Good news from Ireland
Focus on the positive!
It was a low key occasion with no huge crowds in the village, and it was for that reason the president was able to sit up to the bar in Paddy Burke's before the function started and quietly enjoy a gin and tonic.
I was sitting down the bar but, like everybody else bar one little boy, I left him alone with his peace. I assume his security man was not far away, but he was not in view.
Anyway, the little boy who approached the President was so young and flaxen-curled and Lord Fauntelroyish he represented no threat. He had an autograph book, and the two of them had a nice little chat before the child went away.
Minutes later the president went away. Being of my trade, I asked the little boy to show me what Erskine Childers had written in his autograph book. That is it above.
There in a neat nutshell was a viewpoint that Childers promoted all along the twists and turns of his long public life. He was strongly in favor of an optimistic approach to all the hardships of living.
When he was a government minister he was often critical of the way in which the national media handled the stories of the day. Erskine was of the view they should more strongly feature the half of the glass that was full rather than its empty areas.
My former distinguished editor and current colleague here, Tim Pat Coogan, would be well briefed on the Childers viewpoint on too much bad news being harmful for the mindset of the nation.
It was before my time in the state, but I guess Childers had an input into an official news agency whose brief was to pump out good news about Ireland. I was always a believer in what one might call the Childers' Protocol for hard times.

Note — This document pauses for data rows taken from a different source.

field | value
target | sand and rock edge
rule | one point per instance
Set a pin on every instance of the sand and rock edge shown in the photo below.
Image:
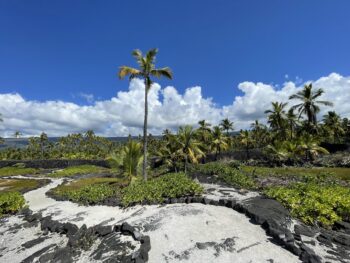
(267, 213)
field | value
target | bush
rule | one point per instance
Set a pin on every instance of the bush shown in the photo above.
(11, 171)
(89, 190)
(229, 173)
(156, 190)
(78, 170)
(314, 203)
(10, 202)
(90, 194)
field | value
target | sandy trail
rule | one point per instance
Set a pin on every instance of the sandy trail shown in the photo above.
(192, 232)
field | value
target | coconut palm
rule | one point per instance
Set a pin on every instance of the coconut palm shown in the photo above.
(292, 120)
(260, 133)
(219, 142)
(17, 134)
(246, 140)
(145, 71)
(333, 125)
(277, 116)
(309, 104)
(204, 125)
(226, 125)
(132, 156)
(190, 147)
(308, 146)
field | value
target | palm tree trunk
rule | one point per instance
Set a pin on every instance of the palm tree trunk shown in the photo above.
(144, 166)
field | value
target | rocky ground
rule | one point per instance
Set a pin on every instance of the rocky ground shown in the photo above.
(225, 225)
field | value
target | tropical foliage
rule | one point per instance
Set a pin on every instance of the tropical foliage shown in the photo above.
(146, 71)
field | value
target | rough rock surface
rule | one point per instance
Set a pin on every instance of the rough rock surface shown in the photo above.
(225, 225)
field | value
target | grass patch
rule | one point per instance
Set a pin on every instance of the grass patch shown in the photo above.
(10, 171)
(90, 190)
(314, 203)
(18, 185)
(229, 173)
(157, 189)
(10, 202)
(80, 170)
(340, 173)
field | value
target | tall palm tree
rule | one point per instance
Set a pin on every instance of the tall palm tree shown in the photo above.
(247, 141)
(204, 125)
(145, 71)
(292, 122)
(219, 141)
(132, 155)
(260, 133)
(277, 116)
(309, 104)
(17, 134)
(189, 146)
(226, 125)
(333, 125)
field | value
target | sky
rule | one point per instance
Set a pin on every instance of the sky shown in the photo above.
(59, 59)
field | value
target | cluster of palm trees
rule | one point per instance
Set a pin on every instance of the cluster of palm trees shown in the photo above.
(73, 146)
(295, 132)
(190, 145)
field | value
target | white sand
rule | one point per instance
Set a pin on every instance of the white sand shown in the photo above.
(176, 228)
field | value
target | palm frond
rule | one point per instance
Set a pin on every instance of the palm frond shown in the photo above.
(151, 55)
(162, 72)
(128, 71)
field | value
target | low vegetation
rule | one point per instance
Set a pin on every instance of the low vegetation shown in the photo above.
(229, 173)
(89, 191)
(81, 170)
(157, 189)
(313, 203)
(10, 202)
(340, 173)
(11, 171)
(18, 185)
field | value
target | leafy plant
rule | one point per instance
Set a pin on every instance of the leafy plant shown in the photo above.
(10, 202)
(79, 169)
(229, 173)
(168, 186)
(10, 171)
(314, 203)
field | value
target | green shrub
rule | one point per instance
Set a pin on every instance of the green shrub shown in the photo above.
(10, 171)
(79, 169)
(18, 185)
(314, 203)
(10, 202)
(90, 190)
(90, 194)
(228, 173)
(155, 190)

In this harsh week both nationally and internationally I propose to devote the rest of this space to nothing but good news.
IRELAND has been bathed and laved by the most warmly enchanting April weather for 20 years. It was especially
heavenly during the day of the budget announcements.
For this reason most folk stayed outdoors, even traveling to the beaches, and did not hear the details of cuts and increases until much later in the evening. The price of drinks remained untouched, and the price of cigarettes, cigars and tobacco was only slightly increased.
In the end of the day, as we head into the unending cycle of the summer festivals, these are the prices that really matter.